Under the present sanctions, Iraq cannot import anything unless specifically permitted by the United Nations. In the proposed program, it could import everything except what is prohibited for military purposes.

That should ease red tape on basic items from sewing machines to car parts, goods that often get caught in the United Nations' complicated approval process.

At the same time, the United States and Britain are circulating a highly specific list of "controlled goods" that would be banned. The list would include both military goods and some "dual-use" commercial items that could be employed by Iraq's armed forces.

The measures would maintain controls on Iraq's oil revenues that are used to buy humanitarian imports under an existing program known as "oil-for-food." They also would continue to require Iraq to allow U.N. weapons inspectors to check if the country has abandoned development of weapons of mass destruction. Iraq expelled inspectors in 1998.

Iraq, which wants an end to all outside controls, has said it will not cooperate with the new sanctions plans and has warned its neighbors it would halt oil exports if they do.

The British draft resolution will be circulated next week in the 15-member Security Council with an aim to vote on it before the next six-month phase of the oil-for-food program begins June 4.

If accepted by the Security Council, the new program will end the complicated procedures that Iraq goes through twice a year to have orders of new goods approved. The United Nations will still check contracts for such goods, but the process is expected to be much faster.

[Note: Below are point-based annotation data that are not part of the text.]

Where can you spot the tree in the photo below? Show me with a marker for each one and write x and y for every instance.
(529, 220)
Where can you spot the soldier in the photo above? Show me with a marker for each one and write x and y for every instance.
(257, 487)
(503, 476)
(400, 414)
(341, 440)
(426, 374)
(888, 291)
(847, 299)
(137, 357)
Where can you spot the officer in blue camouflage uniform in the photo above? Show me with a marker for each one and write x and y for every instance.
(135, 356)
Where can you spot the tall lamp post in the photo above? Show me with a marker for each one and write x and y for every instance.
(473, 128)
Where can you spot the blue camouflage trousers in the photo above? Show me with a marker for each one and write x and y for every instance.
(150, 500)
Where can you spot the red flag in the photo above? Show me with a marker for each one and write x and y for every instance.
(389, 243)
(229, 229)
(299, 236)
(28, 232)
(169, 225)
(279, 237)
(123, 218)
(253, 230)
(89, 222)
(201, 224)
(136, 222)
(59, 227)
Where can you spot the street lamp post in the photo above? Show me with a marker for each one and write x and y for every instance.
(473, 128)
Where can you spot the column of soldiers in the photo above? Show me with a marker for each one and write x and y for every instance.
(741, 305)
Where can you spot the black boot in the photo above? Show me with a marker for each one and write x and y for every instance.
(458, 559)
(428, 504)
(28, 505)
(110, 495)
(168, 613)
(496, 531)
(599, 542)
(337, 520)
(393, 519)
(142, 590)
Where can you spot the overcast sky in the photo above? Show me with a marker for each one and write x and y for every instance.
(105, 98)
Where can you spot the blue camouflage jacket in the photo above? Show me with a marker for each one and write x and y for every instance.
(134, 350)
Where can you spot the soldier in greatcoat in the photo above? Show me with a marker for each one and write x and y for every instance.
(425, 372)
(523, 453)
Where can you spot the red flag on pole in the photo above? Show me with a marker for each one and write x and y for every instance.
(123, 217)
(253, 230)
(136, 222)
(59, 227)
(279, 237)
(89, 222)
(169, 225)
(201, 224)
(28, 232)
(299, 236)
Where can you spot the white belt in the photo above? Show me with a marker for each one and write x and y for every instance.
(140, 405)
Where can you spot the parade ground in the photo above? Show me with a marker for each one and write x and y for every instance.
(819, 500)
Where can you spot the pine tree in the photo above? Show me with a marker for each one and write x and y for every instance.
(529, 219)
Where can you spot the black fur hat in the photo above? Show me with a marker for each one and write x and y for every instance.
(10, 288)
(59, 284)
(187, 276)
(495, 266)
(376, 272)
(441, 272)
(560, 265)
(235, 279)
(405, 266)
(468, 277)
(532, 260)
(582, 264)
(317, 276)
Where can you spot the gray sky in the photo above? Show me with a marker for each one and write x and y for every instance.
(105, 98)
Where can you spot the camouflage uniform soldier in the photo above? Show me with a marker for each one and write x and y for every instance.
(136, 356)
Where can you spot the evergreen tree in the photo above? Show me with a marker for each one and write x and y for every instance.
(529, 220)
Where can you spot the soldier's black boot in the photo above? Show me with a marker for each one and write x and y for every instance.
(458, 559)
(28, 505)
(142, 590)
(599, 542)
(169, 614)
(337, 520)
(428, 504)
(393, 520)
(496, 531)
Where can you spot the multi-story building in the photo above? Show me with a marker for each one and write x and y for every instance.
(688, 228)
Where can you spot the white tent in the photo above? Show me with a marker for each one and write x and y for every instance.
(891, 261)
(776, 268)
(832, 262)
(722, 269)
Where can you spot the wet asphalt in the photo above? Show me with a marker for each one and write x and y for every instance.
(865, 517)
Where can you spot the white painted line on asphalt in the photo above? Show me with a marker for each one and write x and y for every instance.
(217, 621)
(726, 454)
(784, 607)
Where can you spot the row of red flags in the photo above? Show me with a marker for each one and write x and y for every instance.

The French have offered tentative support to the draft. The Russian and Chinese representatives said yesterday they are still studying the proposals, though they are expected to back the new plan.

British diplomats said the proposals were developed jointly with the United States, although their nation is, for the moment, the lone sponsor of the resolution. The United States might join in introducing the resolution next week.

U.S. and European officials said they expect negotiations among council members about whether to allow the resumption of international investment in Iraq's oil industry, a step that could benefit French, Russian and Chinese companies. They also anticipate tough bargaining over whether Iraqi revenue could be used to pay off Baghdad's debts, a change favored by Russia, which is owed several billion dollars.

The proposal would authorize Iraq to export oil through Syria under U.N. auspices in an effort to halt the smuggling of more than 100,000 barrels a day outside international control.

Information from The Washington Post is included in this report.